EDIT: It seems the more savvy people with the ELF format call what I called object file below, relocatable file. I've adjusted it below but most people are still going to call them object files. In addition, object files in strict terms can mean all three of the main binary forms (executable, shared object, and relocatable).

".so" extension generally refers to shared object. ".o" extension just means relocatable file.

As for differences between executable and shared object, there aren't many. A shared object can be used as an executable even (try executing libc.so.6 for instance). But an executable can't be used as a shared object because it lacks the information required in order to link against it. Unfortunately, my knowledge somewhat tapers off here.

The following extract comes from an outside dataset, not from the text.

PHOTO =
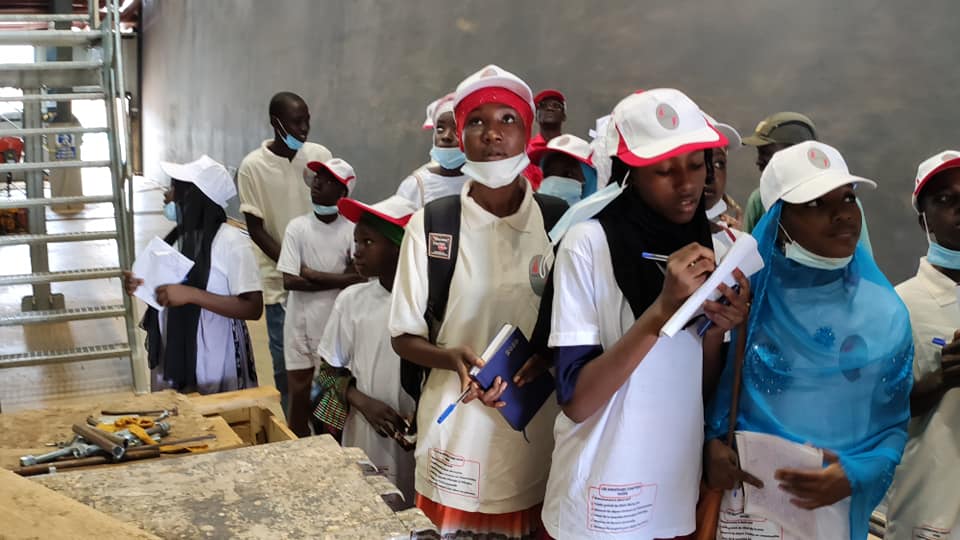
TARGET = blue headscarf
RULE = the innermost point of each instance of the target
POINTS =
(829, 362)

The same goes for an relocatable file and shared object. They use the same format. The difference is their purpose and what information they contain. An relocatable file is usually generated from some compiler that generates native machine code. As far as I know, if it's something other than x86/amd64, it's not the ELF format they're using. You're not going to (generally) link directly against an relocatable file and it lacks the information to do so, leaving that job for your system linker (usually ld.gold nowadays).

A shared object or executable is generally created by various relocatable files. There's various reasons for this, one being that the relocatable file doesn't care about what language you're using. You can link relocatable files from Rust, D, C, and C++ together without issues.

Your code is wrong because of the type of "func". You have to cast func to the signature it was implemented as. As it is now, it's just a void pointer and not callable.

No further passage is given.